One of my best friends is coming to visit me over spring break. I can only convey my excitement over this prospect by quoting the entirety of the message that he sent with his flight itinerary.

"Here it is. Lets smoke pcp."

Holy moly.

I did $9 worth of laundry today. Three loads in, like, industrial strength washing machines. I am the filthiest boy in town. I would bemoan the fact that I seem to be the only person who ever cleans out the lint catchers in the dryers if it weren't for the fact that I only clean out the lint catchers because there is always noticeably more lint after I am done with the dryers than was in them before I began, and, despite what you would think to be the relative anonymity that comes with such an ignominy, this makes me feel ashamed.

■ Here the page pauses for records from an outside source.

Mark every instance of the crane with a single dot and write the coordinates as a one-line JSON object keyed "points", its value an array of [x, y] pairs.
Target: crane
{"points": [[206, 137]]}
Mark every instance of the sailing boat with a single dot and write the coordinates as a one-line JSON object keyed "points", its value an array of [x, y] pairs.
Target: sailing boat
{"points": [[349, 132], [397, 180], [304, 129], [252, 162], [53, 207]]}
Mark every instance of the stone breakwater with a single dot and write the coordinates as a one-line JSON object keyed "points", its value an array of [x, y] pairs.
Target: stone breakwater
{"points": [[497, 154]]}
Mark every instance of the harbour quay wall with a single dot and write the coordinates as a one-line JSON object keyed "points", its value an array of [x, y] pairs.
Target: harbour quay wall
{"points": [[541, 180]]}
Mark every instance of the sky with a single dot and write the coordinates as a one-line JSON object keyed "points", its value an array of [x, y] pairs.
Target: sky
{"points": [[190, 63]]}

I don't want to be judged, even if the judger hasn't got a face to put with the name -- which will inevitably be something like "lint boy" or "Linty McLinterson." I would call such a person "Master Lintinand Lintington, Esquire, of Lintingham Village, Lintshire, just outside Linton, Englint." I have never considered myself an especially linty person, especially because I only very rarely have to dig it out of my bellybutton with a ballpoint pen cap after vainly fishing for a while with my stubby little fingers. But I may after all have to reconsider. I don't know exactly where lint comes from. Nor do I know why people get the hiccups, which I do not have, but in which I am nevertheless mildly interested. The mysteries are killing me.